Linear serpiginous lesion or larva migrans is a tropical parasitic condition caused by A. caninum or A. braziliensis, characterized by erythematous papule that appear between 24-48 hours; and within a few days they transform into a serpiginous, pruritic, and erythematous linear lesion [1,2]. Generally, this lesion is usually a single injury located on feet. In extraordinary cases the clinical presentation is visceral, such as Löffler syndrome. The diagnosis is clinical, and the treatment is variable, based in ivermectin, albendazole or cryotherapy. However, in some cases there could be a spontaneous remission between 2-8 weeks [2,3].

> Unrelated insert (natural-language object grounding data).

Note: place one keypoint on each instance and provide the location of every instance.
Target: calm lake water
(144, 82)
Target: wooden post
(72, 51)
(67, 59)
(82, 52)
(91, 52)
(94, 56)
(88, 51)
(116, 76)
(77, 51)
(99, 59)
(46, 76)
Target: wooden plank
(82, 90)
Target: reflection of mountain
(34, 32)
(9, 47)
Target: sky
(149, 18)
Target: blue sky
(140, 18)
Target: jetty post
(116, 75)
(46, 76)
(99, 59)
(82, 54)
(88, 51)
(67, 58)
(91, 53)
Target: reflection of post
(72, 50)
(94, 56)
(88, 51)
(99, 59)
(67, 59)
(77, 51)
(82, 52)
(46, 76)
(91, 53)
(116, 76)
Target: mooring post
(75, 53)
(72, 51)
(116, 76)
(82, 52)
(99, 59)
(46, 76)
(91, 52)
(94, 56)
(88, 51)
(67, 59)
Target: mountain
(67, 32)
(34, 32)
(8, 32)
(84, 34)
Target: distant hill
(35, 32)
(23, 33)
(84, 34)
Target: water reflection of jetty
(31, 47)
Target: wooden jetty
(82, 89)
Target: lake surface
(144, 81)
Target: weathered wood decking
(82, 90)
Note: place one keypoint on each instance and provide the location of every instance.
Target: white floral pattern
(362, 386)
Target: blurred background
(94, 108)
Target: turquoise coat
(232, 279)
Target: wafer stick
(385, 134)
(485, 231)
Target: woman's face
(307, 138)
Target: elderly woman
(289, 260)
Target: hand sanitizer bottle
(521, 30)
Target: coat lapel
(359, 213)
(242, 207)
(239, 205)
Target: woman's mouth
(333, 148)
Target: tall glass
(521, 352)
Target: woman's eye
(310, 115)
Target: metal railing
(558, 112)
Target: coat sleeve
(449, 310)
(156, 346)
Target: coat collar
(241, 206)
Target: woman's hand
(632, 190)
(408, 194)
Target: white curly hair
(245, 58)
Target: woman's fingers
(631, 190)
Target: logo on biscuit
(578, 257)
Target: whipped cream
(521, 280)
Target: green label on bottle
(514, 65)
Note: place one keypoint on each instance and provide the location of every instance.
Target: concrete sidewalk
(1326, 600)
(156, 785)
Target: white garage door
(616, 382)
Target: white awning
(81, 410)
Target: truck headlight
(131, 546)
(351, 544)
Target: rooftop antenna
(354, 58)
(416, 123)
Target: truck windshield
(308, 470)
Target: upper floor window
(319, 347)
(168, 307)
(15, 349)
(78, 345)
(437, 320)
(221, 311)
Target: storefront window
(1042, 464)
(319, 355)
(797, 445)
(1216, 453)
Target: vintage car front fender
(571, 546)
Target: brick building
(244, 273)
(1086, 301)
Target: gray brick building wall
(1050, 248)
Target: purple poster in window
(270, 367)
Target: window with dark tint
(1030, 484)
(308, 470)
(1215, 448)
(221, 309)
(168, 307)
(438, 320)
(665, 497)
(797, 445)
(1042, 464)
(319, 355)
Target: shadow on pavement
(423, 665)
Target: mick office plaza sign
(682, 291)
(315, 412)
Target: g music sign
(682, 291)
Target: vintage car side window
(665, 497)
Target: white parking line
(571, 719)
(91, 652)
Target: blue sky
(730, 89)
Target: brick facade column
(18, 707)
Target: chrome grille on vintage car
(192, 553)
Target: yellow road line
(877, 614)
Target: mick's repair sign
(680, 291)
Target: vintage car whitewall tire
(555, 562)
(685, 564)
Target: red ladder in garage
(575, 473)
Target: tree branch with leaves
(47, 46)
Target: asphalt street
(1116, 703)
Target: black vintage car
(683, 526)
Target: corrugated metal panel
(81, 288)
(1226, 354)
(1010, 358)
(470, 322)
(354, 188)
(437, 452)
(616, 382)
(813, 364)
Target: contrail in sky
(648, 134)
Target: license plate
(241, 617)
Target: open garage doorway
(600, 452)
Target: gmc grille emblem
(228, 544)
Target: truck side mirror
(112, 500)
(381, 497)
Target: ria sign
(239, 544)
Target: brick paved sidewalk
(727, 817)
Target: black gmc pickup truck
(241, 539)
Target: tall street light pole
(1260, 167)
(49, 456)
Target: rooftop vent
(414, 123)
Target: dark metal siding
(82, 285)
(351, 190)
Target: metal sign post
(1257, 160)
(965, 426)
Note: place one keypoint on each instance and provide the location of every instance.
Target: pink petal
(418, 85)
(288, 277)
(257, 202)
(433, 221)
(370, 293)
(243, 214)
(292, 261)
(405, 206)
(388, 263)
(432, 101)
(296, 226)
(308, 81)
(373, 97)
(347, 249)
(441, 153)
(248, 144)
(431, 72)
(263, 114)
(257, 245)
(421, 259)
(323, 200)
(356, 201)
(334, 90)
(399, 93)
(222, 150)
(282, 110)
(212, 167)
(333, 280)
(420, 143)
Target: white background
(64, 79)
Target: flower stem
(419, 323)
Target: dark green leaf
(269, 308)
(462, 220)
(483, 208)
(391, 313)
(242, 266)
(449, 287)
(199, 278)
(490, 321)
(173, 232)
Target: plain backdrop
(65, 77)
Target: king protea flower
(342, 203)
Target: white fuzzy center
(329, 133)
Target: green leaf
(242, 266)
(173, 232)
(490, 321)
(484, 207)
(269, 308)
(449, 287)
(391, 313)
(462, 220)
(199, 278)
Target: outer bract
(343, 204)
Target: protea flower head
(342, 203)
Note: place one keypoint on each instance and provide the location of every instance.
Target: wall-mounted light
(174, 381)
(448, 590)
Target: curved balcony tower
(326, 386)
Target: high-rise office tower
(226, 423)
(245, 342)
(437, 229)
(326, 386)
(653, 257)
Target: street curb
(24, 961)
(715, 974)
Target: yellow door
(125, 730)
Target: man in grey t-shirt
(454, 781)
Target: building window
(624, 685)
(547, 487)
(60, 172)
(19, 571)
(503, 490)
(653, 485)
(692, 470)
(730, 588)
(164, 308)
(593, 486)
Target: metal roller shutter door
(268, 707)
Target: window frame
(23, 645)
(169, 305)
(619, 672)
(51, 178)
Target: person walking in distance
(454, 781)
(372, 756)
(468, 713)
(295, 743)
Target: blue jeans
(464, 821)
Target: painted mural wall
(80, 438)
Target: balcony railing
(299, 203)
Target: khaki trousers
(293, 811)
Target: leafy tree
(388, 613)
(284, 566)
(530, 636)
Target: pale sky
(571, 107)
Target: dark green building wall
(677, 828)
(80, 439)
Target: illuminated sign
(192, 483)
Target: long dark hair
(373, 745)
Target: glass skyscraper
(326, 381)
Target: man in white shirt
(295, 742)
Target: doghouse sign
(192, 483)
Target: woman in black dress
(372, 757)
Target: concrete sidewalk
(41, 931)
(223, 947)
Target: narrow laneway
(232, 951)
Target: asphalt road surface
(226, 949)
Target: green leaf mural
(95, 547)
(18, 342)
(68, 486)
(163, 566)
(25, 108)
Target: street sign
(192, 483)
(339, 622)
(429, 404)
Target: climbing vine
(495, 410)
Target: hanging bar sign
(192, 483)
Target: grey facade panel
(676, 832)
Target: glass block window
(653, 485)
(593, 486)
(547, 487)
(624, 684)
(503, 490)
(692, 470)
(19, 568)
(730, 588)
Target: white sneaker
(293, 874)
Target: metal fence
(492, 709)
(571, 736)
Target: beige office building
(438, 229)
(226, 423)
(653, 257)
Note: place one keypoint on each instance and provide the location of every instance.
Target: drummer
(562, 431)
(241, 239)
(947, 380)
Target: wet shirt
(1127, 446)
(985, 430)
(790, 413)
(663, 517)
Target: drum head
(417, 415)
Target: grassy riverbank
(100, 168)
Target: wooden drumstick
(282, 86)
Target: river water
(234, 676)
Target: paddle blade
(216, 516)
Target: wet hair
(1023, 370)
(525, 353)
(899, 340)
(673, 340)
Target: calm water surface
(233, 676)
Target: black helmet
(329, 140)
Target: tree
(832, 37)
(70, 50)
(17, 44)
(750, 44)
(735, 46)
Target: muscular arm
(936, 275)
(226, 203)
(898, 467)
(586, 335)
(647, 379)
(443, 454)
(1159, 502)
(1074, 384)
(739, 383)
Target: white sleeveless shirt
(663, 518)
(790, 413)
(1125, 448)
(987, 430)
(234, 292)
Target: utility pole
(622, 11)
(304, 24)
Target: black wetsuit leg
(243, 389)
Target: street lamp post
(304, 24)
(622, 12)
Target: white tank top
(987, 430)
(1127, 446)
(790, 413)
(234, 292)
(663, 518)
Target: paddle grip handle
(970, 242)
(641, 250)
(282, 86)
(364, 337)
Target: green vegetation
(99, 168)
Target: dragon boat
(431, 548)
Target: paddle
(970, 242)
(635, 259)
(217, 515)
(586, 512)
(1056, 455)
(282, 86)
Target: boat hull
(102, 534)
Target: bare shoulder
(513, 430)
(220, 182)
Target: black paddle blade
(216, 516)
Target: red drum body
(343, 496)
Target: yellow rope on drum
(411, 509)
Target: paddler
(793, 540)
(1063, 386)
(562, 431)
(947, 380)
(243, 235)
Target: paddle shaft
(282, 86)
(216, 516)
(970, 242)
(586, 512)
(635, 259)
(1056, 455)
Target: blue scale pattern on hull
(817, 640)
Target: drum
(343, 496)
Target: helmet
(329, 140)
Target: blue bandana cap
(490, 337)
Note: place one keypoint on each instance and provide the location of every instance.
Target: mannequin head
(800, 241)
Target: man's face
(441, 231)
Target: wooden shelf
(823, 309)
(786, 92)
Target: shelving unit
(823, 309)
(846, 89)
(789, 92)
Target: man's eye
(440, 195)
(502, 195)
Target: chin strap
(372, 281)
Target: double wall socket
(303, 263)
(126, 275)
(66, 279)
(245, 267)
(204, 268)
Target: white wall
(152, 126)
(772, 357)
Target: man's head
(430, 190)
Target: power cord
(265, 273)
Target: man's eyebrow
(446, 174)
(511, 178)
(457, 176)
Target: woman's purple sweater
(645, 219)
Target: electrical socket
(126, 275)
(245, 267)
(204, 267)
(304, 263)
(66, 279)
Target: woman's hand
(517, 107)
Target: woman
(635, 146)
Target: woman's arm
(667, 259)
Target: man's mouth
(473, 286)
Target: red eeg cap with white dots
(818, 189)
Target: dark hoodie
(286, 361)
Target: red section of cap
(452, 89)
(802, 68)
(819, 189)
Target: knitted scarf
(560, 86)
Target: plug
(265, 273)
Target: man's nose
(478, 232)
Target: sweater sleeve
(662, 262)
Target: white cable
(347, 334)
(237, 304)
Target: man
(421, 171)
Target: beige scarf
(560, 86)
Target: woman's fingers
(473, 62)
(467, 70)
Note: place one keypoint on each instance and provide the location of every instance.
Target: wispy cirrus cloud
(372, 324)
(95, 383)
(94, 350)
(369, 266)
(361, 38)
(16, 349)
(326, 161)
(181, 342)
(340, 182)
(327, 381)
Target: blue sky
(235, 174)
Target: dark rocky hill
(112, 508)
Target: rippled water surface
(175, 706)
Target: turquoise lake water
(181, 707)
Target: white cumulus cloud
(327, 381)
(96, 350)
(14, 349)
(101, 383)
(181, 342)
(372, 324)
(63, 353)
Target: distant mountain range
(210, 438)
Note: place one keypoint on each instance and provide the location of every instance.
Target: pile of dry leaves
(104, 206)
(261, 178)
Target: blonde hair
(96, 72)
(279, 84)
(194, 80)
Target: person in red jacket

Figure 1: The distinctive serpiginous, erythematous, elevated skin lesion of the cutaneous larva migrans.

Declarations

Conflict of interest: None of the other authors has any conflict of interest to declare concerning this paper.

Funding: None.

References

  1. González-Ramos J, Gónzalez-Silva Y, Hernández-Cano N, Vidaurrázaga-Arcaya C, Herranz-Pinto P. Infestación cutánea disemeniada por larva migrans. Semergen. 2010; 41: 458-60.
  2. Da Silva Dias V, Picard C, Dompmartin A. Larva migrans ankylostomienne [Cutaneous larva migrans]. Ann Dermatol Venereol. 2020; 147: 400-2.
  3. Hla Aye MT, Kyaw AY, Rubel AR, Han MB, Mani BI, Chong VH. Cutaneous larva migrans. QJM. 2022; 115: 849-50.